Se un investimento di 50 cent in carta da fotocopie, solo per scrivere “negri di merda” e buttarle per strada, merita giorni e giorni di analisi psicosociali a 8 colonne, se 20 cent di vernice a spruzzo per scrivere “raus” in un muro merita l’alzata di scudi di tutte le forze politiche, se 2 euro di benzina tirata contro un’auto parcheggiata, ci fa gridare all’arrivo della camorra, tanto da meritare la solidarietà (pelosa) di partiti, amministrazioni comunali e notabili locali, corriamo il rischio di essere noi a creare il mostro che non c’è. Con tutto l’amore che provo per la benemerita, attendiamo almeno che siano le loro stesse indagini a dirci chi è stato e soprattutto il perché. Ho letto ieri in un pezzo “che si allunga l’ombra…” di qualcosa ma non ricordo piu’ di chi era questa ombra, ma certamente un’ombra che si allunga, evoca drammoni noir a prescindere.

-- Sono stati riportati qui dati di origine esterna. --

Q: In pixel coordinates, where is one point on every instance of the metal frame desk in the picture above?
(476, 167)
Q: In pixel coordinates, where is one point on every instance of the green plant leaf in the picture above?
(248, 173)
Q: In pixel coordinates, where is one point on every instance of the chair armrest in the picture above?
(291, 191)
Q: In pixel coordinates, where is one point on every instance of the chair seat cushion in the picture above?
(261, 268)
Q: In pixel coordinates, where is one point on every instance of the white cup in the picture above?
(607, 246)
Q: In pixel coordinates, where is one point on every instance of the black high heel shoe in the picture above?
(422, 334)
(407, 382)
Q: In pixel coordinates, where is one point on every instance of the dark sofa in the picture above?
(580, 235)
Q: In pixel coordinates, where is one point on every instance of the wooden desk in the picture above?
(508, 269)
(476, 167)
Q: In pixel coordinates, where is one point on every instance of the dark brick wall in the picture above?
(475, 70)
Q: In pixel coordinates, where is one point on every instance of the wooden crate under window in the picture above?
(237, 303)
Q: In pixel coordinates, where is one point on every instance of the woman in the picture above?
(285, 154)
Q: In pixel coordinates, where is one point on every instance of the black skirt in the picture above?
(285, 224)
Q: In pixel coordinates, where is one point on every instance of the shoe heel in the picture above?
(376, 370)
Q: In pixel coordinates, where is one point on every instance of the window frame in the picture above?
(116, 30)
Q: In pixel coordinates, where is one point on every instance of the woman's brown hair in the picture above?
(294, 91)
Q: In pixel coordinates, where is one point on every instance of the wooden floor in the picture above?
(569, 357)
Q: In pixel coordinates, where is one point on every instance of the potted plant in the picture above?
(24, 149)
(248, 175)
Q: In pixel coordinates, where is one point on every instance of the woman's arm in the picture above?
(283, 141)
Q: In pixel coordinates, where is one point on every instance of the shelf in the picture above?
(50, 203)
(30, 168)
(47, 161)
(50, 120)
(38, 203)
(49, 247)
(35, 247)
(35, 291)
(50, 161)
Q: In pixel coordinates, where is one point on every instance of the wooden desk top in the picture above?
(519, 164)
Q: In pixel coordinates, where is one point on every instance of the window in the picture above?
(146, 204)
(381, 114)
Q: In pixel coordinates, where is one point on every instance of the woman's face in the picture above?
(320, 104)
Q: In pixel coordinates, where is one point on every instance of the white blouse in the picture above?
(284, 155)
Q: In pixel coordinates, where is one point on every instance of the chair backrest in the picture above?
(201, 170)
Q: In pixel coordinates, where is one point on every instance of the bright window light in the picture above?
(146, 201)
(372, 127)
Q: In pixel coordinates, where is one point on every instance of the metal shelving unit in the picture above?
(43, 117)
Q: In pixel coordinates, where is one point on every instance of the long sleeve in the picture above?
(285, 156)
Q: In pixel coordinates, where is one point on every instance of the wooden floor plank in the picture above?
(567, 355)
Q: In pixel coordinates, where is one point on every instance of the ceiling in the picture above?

Chi butta volantini per strada magari è solo un cittadino con le “beneamate” piene del casino di notte, ma forse anche solo uno psicopatico narcisista, che con nessun rischio e poca spesa, si grogiola del polverone creato. Forse non sono neppure i “negri di merda” il vero obbiettivo dei suoi volantini, forse è un mitomane in cerca delle prevedibilissime reazioni di stampa e opinione pubblica: il vero oggetto delle sue attenzioni. Forse solo per dare un senso ad una esistenza vuota. Forse, piu’ semplicemente, il desiderio di cavalcare l’onda della pubblicità politica in cerca di qualcosa di importante da dire al mondo. Un mondo iperconnesso e superinformato, ma in cui manca alla fine proprio l’informazione vera: la conoscenza.

Tutto sta diventando iperbolico, tutto deve essere supercomunicato, tutto gonfiato, esaltato, esecrato… Il rischio è che alla fine di questa fiera del nulla, in un mondo di rospi dal petto gonfio, non riusciamo piu’ a distinguere i rospi dai buoi, fino a che i primi, immancabilmente, non scoppiano!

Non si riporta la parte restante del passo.